Chia seeds and such helped me a lot.
My body has malabsorption when it comes animal fats and protein. I tried everything from bile supplements to eating just meat. As you can imagine meat in intestines zapping gut energy + not getting energy in gut due to malabsorption is a vicious circle of unwellness
I have mosaicism so basically some of my chromosomes are more XX and others more XY and stuff like that and it causes no end of intolerances for me.
I've been predominantly vegan for the last 2 years, before I was pesco-vegetarian for 10 years.
I'm certainly a lot better than I was, 52-60kg variable instead of 40-46kg which is a good weight for someone with malabsorption.
I found that my health shot up a lot when having mostly seeds and algae like chlorella.
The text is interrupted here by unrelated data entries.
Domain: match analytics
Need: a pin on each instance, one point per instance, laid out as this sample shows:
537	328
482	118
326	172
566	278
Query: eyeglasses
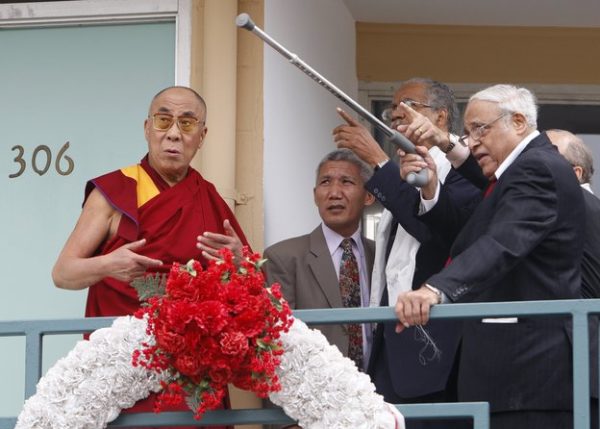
478	132
164	122
387	114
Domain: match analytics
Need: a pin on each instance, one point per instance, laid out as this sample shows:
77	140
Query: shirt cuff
427	205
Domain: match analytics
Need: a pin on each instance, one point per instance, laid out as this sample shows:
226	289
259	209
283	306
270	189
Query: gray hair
511	99
347	155
439	96
576	152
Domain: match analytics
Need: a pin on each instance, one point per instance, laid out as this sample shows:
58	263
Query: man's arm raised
76	267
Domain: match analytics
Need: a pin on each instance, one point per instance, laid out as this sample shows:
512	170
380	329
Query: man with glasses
522	242
410	368
144	217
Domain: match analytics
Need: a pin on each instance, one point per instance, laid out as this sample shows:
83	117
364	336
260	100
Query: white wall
300	114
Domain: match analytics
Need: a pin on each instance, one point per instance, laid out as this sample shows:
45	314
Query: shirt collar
515	152
334	239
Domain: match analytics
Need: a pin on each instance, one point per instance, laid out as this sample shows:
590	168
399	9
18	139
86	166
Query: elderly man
144	217
579	156
522	242
403	367
311	268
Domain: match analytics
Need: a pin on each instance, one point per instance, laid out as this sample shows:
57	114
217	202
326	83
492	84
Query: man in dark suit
522	242
409	368
307	267
579	156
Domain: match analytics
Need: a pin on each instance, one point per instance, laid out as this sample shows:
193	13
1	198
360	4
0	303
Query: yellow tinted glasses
164	122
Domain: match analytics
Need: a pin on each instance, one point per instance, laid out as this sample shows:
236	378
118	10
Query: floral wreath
264	350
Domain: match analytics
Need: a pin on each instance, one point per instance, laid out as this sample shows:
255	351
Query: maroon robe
169	218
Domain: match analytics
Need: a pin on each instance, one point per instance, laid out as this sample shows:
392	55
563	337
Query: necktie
350	292
490	187
488	190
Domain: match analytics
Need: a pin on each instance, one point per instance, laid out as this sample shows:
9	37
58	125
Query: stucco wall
300	114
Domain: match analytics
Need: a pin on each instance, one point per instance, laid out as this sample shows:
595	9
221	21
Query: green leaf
150	285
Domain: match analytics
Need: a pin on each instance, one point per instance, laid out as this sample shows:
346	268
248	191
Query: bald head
575	151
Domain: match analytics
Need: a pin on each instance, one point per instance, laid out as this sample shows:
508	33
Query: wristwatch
380	164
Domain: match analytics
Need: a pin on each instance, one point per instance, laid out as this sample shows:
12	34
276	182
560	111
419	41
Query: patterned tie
350	292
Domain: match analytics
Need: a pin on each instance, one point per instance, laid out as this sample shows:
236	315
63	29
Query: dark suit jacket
590	264
523	242
410	375
303	267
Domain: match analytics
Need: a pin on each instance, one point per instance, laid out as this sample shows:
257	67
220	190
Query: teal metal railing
579	310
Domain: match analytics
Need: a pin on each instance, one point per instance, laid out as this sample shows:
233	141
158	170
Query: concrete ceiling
547	13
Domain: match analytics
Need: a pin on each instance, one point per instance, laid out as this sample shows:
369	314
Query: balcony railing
579	310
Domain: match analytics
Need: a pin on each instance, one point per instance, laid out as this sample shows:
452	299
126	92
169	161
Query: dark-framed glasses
479	131
164	122
387	114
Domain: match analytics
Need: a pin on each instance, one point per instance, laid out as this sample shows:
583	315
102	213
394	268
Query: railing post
581	370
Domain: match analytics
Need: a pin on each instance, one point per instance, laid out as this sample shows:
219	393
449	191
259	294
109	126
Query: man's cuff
443	298
427	205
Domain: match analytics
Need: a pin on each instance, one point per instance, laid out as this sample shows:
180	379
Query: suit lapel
322	268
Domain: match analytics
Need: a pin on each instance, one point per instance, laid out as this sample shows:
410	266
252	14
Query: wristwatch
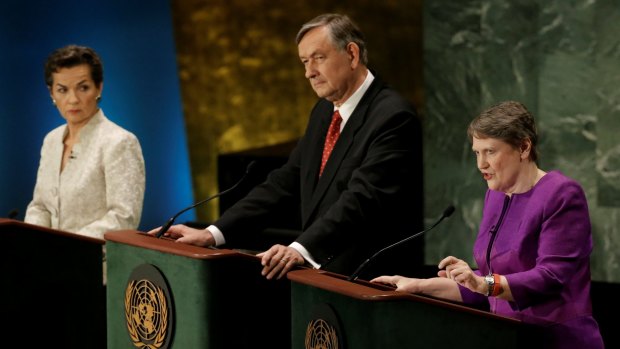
490	280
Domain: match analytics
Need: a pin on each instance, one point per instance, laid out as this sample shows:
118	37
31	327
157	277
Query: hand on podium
279	260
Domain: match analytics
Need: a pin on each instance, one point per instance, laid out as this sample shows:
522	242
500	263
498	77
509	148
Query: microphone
446	213
168	224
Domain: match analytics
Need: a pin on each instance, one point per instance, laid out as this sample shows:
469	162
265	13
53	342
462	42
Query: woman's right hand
401	283
191	236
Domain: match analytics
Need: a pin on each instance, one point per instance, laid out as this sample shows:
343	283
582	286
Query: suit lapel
344	143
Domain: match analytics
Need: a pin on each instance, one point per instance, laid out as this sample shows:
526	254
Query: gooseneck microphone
168	224
446	213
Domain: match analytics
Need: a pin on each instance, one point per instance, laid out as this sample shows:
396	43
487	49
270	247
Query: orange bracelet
497	286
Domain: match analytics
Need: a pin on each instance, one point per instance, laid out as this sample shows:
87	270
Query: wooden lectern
52	291
172	295
330	312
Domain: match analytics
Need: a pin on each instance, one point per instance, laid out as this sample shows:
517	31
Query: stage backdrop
141	92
Algaes like chlorella is where primates naturally get their B12 as it fortifies the water, but humans consume RO water. My B12 blood levels are far above the average meat consumer yet many think vegans can't get it lol.
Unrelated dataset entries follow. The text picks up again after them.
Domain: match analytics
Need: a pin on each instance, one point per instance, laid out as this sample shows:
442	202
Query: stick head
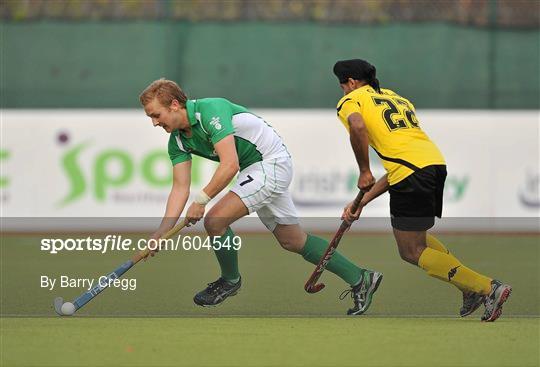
58	302
314	288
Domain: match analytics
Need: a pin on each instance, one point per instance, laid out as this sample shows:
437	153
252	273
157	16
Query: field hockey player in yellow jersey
416	171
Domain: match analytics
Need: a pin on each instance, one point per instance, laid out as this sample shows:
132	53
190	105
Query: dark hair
359	70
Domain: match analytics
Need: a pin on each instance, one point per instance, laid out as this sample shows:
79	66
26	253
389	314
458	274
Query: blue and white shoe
495	299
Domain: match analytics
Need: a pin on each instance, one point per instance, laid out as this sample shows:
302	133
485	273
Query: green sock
228	257
314	250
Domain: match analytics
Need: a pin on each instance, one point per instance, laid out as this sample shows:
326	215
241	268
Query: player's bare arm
380	187
360	144
177	199
227	169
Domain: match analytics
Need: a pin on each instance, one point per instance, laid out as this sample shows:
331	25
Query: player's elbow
232	167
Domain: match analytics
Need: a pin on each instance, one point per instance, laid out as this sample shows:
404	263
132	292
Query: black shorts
417	200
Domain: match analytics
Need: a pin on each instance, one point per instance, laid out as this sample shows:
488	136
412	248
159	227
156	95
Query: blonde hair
165	91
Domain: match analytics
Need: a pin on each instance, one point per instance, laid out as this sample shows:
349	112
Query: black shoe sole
476	306
498	310
372	294
202	304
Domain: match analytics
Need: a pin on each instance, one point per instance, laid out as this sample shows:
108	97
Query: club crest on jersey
215	122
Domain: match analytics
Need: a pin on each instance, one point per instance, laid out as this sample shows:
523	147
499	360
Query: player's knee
411	254
291	245
214	226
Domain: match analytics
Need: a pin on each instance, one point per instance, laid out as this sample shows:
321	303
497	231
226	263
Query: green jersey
212	119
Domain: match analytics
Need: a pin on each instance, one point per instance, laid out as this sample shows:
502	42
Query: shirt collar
190	107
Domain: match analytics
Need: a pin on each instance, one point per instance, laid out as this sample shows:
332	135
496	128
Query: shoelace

Also despite what some say, soy doesn't make you less masculine, my adrenal T level went up not down. As a trans-intersex female this kind of saddens me but turns out the only thing other thing to human/animal estrogen that fits into an estrogen receptor is metalloestrogens like aluminum, not phytoestrogens, in fact you get more bio-compatible estrogen from eating a female animal. It takes much larger amounts of estrogen over long periods of time for it to feminise the body.
After a while I thought it makes sense leaves, seeds and nuts would make you strong because humans descended from primates who ate stuff like that.
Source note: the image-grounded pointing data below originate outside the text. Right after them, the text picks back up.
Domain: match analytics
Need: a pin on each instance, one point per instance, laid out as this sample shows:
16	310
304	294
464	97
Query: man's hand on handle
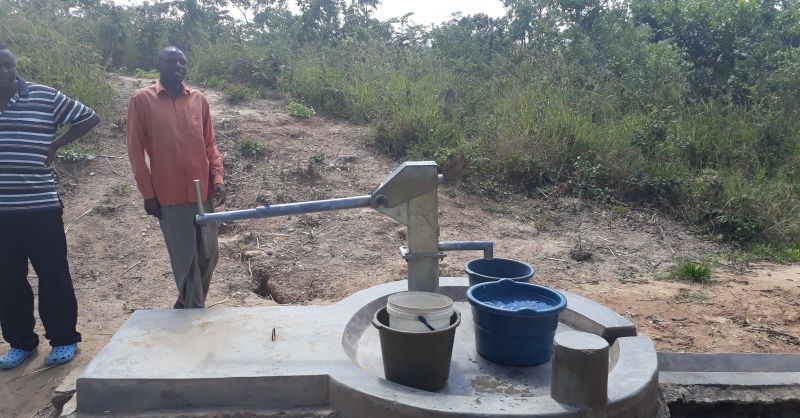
219	194
152	207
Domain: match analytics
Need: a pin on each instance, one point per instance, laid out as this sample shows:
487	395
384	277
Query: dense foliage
692	105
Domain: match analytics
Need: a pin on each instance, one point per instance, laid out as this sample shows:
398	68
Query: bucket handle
424	321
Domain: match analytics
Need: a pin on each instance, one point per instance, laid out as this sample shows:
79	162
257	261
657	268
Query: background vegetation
690	105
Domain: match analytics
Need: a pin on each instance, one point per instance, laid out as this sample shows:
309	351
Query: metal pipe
486	246
200	208
286	209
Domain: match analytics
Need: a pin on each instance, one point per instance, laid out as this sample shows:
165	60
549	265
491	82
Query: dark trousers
39	237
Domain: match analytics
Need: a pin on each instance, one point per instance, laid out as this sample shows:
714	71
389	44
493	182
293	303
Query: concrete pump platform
326	360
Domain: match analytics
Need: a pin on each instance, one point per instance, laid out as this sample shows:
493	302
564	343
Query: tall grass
46	56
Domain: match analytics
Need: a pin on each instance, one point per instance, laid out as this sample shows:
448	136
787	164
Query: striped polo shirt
27	128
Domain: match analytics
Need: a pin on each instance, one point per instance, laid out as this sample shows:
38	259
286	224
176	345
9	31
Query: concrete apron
289	357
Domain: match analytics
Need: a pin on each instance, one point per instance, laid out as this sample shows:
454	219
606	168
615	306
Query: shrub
299	110
237	93
252	148
691	271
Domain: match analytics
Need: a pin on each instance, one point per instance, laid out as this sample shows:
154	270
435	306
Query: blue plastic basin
515	322
480	270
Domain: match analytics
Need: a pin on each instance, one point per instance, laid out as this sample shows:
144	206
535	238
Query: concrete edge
729	362
633	382
592	317
111	396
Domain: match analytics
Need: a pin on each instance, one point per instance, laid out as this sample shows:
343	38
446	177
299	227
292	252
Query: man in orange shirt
170	124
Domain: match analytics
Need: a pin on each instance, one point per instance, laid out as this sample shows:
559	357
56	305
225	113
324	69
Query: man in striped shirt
31	226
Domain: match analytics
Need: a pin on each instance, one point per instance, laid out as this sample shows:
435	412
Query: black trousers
37	236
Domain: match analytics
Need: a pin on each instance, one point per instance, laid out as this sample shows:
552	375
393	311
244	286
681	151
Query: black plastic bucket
481	270
417	359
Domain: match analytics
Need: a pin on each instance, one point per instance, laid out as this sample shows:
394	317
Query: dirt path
119	262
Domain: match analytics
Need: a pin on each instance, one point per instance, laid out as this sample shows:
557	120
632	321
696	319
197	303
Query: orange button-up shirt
176	135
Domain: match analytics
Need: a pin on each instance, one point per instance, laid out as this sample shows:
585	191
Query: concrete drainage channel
324	361
729	385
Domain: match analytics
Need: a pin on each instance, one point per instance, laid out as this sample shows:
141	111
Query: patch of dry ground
119	262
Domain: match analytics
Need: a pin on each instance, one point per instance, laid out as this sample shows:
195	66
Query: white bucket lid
419	302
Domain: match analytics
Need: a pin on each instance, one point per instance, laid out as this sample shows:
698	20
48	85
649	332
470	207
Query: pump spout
486	246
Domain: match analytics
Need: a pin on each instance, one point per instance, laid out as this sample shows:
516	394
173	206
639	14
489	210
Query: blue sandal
14	357
61	354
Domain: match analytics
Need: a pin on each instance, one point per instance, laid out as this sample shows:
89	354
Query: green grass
299	110
778	254
75	154
691	271
688	296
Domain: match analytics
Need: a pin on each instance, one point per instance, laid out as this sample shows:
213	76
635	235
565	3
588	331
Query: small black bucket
417	359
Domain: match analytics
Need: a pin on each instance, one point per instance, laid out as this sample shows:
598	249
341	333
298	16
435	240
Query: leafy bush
691	271
237	93
298	109
252	148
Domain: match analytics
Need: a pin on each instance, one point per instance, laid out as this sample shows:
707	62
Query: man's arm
74	132
137	132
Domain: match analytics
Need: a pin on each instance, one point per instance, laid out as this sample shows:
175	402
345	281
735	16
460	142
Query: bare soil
119	262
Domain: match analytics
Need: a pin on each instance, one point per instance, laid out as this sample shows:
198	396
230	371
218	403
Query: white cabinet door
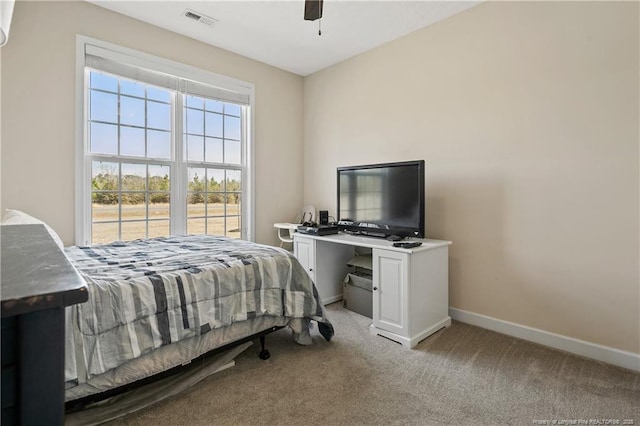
305	251
390	291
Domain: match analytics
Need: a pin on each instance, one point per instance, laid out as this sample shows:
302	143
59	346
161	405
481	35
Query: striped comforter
149	293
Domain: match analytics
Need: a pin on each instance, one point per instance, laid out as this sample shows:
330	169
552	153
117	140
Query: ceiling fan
313	11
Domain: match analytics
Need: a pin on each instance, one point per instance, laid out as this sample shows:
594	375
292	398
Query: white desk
290	229
410	286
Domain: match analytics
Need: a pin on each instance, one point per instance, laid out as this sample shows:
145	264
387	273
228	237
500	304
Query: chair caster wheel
264	354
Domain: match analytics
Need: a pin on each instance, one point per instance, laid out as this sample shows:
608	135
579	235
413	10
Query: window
160	153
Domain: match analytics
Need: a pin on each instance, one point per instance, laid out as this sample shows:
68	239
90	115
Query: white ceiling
274	32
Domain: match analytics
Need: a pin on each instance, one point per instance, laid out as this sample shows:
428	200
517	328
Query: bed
156	304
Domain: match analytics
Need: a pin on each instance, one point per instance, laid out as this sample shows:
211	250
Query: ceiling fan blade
312	10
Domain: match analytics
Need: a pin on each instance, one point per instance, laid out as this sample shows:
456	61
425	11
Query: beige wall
38	121
527	117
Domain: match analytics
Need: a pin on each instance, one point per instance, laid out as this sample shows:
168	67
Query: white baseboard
606	354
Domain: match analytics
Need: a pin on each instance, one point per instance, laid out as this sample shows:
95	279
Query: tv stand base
413	341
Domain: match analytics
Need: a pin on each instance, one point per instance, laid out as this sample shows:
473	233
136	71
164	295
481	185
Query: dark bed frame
81	403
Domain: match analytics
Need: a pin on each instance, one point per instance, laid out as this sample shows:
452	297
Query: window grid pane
130	128
126	198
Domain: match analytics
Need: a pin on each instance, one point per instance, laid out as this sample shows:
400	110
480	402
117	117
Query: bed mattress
149	294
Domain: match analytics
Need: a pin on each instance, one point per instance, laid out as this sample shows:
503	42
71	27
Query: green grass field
201	218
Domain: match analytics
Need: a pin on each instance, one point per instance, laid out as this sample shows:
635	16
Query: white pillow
17	217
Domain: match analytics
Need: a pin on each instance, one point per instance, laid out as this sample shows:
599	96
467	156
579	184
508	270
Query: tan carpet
461	375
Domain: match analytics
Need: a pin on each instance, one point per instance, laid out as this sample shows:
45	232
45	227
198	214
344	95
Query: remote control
408	245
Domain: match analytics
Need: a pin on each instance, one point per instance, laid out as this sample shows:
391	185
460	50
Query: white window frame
179	171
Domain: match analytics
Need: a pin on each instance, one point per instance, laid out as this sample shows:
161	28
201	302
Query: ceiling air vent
203	19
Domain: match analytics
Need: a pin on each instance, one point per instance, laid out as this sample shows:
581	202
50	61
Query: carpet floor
460	375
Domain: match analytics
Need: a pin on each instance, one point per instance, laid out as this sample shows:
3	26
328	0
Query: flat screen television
382	200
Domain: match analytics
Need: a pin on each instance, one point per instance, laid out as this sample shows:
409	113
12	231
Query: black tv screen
382	200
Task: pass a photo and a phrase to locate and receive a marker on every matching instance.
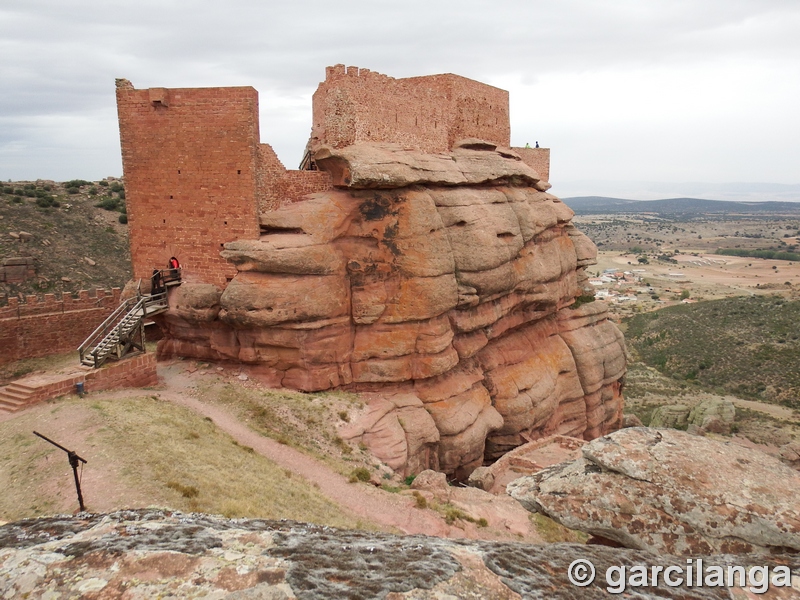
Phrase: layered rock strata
(667, 491)
(445, 282)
Fortunately for me, chia however gives lean strength rather than just weight mass while shoots and nuts just give you buff mass.
I'd recommend flax as well though as it has the best kind of Omega 3, 6 and 9. It can be formed as an egg or gelatinous alternative if you're into that.
The main benefit chia seeds did for me was actually assist in protein absorption by balancing my metabolism. If your metabolism is very low or high, chia is pretty beneficial thus. Jelly chia sounds like a good way to get chia seeds down if you don't like them outright. Honestly boiling them in a sauce pan you wouldn't notice they're there though, they're virtually tasteless like sesame lol.
Potassium is lacking in most people. The only real way to get the right Potassium I found was through having a daily regimen like this:
2x a day 1/2 of canned butter beans (aka lima beans).
2x a day banana
2x a day of a tablespoon of chia or flaxseed
1x a day cup of baby crumble or mashed potato
1x a day 5g chlorella powder or 1 litre natural/fortified water daily
This comes to 2900mg potassium while the minimum RDI is 2500mg potassium daily. And if you don't feel like eating such things everyday, you can always vary it up with alternatives, and anything more is better, right? You can also "compress" banana and butter beans into smoothies if you're not a big eater lol.
If I remember chia itself is hypoallergenic but a very small minority can be mildly allergic to chia that isn't cured/milled properly, boiling is an option. Hence it's also endorsed as a good alternative to those who can't eat nuts.